Nevertheless, despite its fantastic skin benefits, many are still not familiar with what Retinol really does or how they should use skincare products containing Retinol.
What is Retinol?
Retinol is one of few types of retinoids that include Retinal, Retinoic Acid, and Retinyl Esters. All retinoids are a derivative of Vitamin A, the first vitamin approved by the FDA as an anti-ageing treatment. However, Retinol is the most commonly used retinoid within the cosmetics industry.
Over-the-counter (OTC) Retinol comes in a strength of up to 2%, which is completely safe as a topical treatment. That being said, Retinol is not the same product as the more powerful prescription retinoids. However, Retinol is still the most potent version of retinoid available without a prescription, and skin experts confirm that over-the-counter Retinol of up to 2% is effective and beneficial as a treatment for numerous skin conditions.
How Does Retinol Work?
Retinol is a topical skincare product applied directly to the skin. It is proven to penetrate the upper epidermis layer known as stratum corneum, which is related to the last stage of keratinocyte maturation and development.
When Retinol gets directly to the keratinocyte, it accesses its interior and connects to a suitable receptor. In our upper epidermis skin layer, there are four types of receptors that “love” Retinol, which means that the ingredient is welcomed hassle-free by our dermal layers. The interaction between Retinol and any of these receptors improves the skin barrier and reduces transepidermal water.
A study found that Retinol improved the appearance of wrinkles around the eyes and on the neck after eight weeks of use. The study found that Retinol had more minor effects but remains effective in increasing epidermal thickness and collagen expression.
Additionally, scientific evidence shows that Retinol can affect deeper skin layers, such as the dermis. As a result, the ingredient supports cell growth and turnover, as well as collagen production. This rejuvenating capability provides excellent protection against wrinkles. However, it is also beneficial in treating dermatological conditions, such as eczema, melasma, and even acne.
In fact, multiple studies report that Retinol also has peeling and antibacterial properties making it a dermatologists-recommended treatment for acne and rosacea. Patients suffering with these two skin conditions may find relief by introducing Retinol into their skincare routine because of its anti-inflammatory function and ability to reduce redness.
Retinol Has Numerous Skin Benefits and Applications
Some of Retinol’s skin benefits and applications include:
- Anti-aging protection against collagen loss and stimulation of elastin production.
- Antioxidant protection against free radicals, harmful sun UVB lights, environmental chemicals and air pollution.
- Smoothness and tightness of the skin and prevention from aging signs such as wrinkles and fine lines.
- Scar treatment, uneven skin texture and sun or acne spots.
- Anti-inflammatory and antibacterial properties that work against acne, including a hormonal adult form of acne.
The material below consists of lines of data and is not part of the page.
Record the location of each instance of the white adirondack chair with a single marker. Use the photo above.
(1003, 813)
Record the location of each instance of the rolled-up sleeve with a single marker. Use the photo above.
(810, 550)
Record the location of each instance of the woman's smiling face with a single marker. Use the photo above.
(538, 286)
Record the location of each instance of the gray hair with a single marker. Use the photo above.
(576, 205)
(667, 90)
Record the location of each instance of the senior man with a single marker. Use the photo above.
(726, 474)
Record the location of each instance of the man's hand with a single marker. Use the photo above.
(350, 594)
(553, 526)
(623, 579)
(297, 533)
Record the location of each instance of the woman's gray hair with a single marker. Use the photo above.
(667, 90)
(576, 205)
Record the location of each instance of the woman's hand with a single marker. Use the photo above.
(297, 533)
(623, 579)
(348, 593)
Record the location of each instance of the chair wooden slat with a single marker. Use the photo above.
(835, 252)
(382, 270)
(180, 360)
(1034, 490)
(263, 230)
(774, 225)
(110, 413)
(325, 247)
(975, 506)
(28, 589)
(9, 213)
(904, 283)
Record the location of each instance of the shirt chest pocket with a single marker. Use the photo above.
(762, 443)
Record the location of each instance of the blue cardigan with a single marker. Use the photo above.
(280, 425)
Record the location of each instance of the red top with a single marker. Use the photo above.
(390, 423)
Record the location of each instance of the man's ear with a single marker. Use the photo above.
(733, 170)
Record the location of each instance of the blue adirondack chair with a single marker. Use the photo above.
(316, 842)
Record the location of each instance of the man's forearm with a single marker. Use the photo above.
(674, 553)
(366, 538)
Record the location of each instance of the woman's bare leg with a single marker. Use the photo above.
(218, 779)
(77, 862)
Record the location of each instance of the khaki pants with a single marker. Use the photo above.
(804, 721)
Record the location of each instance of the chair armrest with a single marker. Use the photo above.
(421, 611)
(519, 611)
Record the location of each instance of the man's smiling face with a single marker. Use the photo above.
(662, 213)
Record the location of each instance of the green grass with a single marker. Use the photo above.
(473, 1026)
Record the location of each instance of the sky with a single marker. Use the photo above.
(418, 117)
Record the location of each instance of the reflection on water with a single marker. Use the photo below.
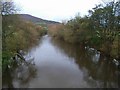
(59, 64)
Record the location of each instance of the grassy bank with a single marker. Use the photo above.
(17, 35)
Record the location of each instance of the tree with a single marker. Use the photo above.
(7, 7)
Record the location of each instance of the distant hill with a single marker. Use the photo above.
(36, 19)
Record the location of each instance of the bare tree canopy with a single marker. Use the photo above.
(7, 7)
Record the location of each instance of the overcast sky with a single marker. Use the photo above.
(56, 10)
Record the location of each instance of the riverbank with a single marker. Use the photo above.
(17, 35)
(60, 64)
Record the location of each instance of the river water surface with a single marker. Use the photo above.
(58, 64)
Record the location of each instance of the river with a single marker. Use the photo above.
(57, 64)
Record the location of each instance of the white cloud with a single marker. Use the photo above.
(56, 9)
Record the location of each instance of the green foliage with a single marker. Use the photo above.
(99, 29)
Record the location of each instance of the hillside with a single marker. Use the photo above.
(36, 19)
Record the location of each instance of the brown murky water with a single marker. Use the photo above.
(58, 64)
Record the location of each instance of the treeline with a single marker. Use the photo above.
(100, 29)
(17, 34)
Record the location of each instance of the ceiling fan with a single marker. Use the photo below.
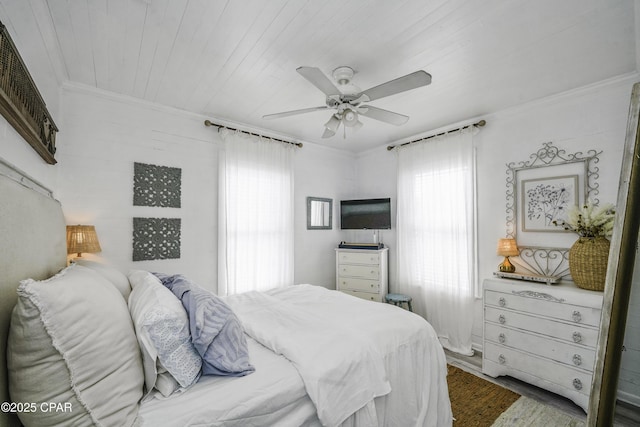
(347, 99)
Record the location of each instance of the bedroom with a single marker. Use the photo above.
(581, 65)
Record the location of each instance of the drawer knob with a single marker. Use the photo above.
(577, 337)
(577, 317)
(577, 359)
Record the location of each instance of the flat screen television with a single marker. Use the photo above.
(365, 214)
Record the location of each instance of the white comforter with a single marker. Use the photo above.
(343, 371)
(413, 364)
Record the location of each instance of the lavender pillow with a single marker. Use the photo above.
(216, 332)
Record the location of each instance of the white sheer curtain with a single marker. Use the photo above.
(255, 245)
(436, 234)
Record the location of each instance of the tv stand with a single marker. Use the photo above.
(363, 273)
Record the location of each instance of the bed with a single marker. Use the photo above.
(307, 356)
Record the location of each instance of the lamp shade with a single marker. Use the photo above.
(82, 238)
(507, 247)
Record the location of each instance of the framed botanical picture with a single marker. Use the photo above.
(545, 200)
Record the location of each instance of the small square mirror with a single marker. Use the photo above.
(319, 213)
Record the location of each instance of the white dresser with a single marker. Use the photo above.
(544, 335)
(363, 272)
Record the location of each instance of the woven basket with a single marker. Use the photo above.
(588, 262)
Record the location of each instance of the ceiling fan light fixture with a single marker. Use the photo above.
(350, 118)
(332, 124)
(343, 75)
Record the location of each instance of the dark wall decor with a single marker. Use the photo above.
(156, 238)
(20, 102)
(156, 185)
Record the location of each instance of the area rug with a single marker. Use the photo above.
(531, 413)
(476, 402)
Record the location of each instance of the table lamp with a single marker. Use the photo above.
(507, 248)
(82, 238)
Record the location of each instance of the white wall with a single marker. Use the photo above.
(594, 117)
(105, 134)
(328, 173)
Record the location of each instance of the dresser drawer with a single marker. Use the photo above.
(363, 295)
(544, 304)
(512, 361)
(572, 355)
(362, 285)
(577, 334)
(359, 258)
(360, 271)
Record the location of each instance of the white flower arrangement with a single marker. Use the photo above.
(589, 220)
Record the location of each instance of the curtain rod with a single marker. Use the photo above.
(210, 123)
(478, 124)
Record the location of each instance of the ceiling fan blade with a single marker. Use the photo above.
(384, 115)
(293, 112)
(401, 84)
(319, 80)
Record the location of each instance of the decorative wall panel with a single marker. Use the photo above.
(156, 185)
(156, 238)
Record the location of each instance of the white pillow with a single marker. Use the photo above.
(71, 341)
(116, 277)
(162, 327)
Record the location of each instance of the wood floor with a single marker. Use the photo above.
(626, 416)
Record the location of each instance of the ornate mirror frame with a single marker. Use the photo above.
(547, 261)
(622, 259)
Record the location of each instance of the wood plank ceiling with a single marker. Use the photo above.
(235, 60)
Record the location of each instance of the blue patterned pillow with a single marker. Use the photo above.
(216, 332)
(162, 329)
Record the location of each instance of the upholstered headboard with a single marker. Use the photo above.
(32, 244)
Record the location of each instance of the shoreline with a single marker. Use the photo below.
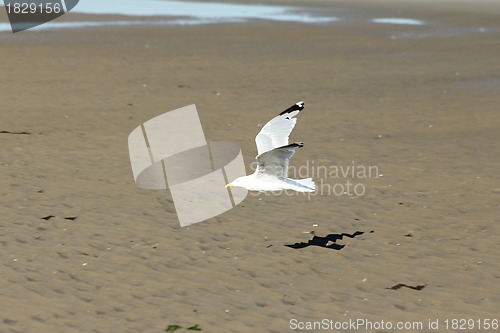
(86, 250)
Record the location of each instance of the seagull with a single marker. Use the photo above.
(274, 153)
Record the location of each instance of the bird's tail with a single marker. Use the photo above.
(308, 184)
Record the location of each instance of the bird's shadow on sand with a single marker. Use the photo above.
(329, 241)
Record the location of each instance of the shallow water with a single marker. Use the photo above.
(168, 13)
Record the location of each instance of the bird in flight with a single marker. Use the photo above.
(274, 153)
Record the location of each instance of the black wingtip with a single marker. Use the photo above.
(299, 106)
(294, 145)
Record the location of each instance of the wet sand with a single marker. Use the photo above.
(418, 102)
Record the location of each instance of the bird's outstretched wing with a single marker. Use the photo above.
(275, 133)
(275, 162)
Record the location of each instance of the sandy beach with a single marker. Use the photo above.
(86, 250)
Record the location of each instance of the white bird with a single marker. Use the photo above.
(273, 156)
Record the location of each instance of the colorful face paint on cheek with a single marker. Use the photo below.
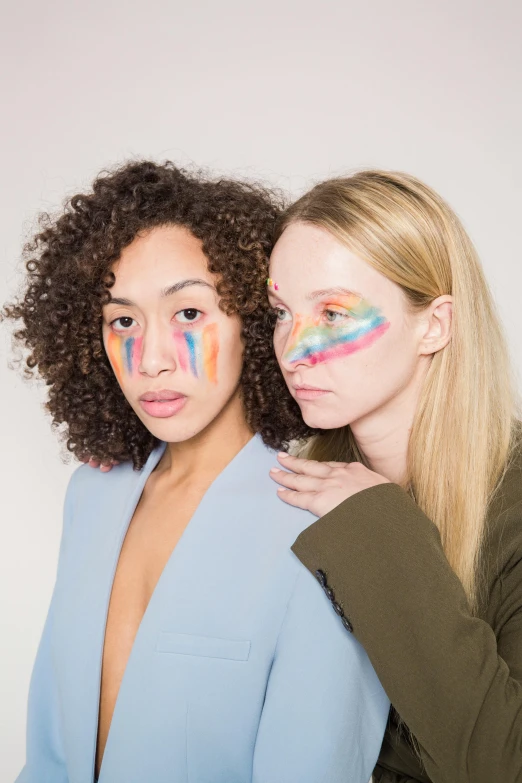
(124, 354)
(114, 344)
(316, 342)
(210, 351)
(198, 351)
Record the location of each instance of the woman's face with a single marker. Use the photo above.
(176, 355)
(345, 339)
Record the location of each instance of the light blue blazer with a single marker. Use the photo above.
(241, 671)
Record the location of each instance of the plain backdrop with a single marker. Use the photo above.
(289, 92)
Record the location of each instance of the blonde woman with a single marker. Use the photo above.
(388, 339)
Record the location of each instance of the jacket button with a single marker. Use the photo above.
(321, 577)
(329, 592)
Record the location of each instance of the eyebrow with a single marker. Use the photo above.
(337, 291)
(333, 292)
(172, 289)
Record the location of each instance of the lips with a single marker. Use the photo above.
(162, 404)
(161, 396)
(306, 392)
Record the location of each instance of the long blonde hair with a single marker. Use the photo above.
(463, 431)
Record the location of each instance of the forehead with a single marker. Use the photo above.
(160, 257)
(309, 258)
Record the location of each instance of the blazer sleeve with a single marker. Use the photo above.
(455, 681)
(45, 756)
(325, 712)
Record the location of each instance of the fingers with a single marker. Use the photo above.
(104, 467)
(302, 500)
(307, 467)
(296, 482)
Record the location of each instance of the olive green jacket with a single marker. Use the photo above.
(454, 679)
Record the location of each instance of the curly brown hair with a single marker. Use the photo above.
(68, 279)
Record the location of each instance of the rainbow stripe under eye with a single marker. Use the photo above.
(314, 341)
(124, 354)
(197, 351)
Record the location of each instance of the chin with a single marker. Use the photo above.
(325, 420)
(174, 429)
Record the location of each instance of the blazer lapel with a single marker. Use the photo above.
(96, 537)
- Rosacea, melasma, and other hyperpigmentation conditions that require remedies against redness.
- Peeling and cleansing effect against the dead cells, dark spots, as well as enlarged and clogged pores.
Retinol Side Effects. Can Retinol Be Harmful?
Although Retinol has been considered safe, FDA-approved, and widely recommended by dermatologists, there are possible side effects related to topical application.
Some common side effects of Retinol include:
These side effects are typically mild and go away after a few weeks of continued use. It is important to start slowly using products containing Retinol of no more than 0.3 and increase usage gradually as your skin adjusts.
Only a tiny fraction of individuals who use Retinol may experience more severe side effects, including:
- Acne flair ups
- Skin discolorations
- Photosensitivity to UV light
Your risk for side effects may be greater if you use more than one retinol-containing product at the same time.
When Retinol is in higher concentration or first introduced into the skincare routine, dermatologists recommend using it twice or three times per week rather than daily. Retinol can be used every night only when the skin has adjusted properly to the ingredient.
Most importantly, however, it is essential to apply Retinol in the evenings as it makes the skin more sensitive to sunlight. Dermatologists also advise combining evening Retinol application with morning sunscreen protection.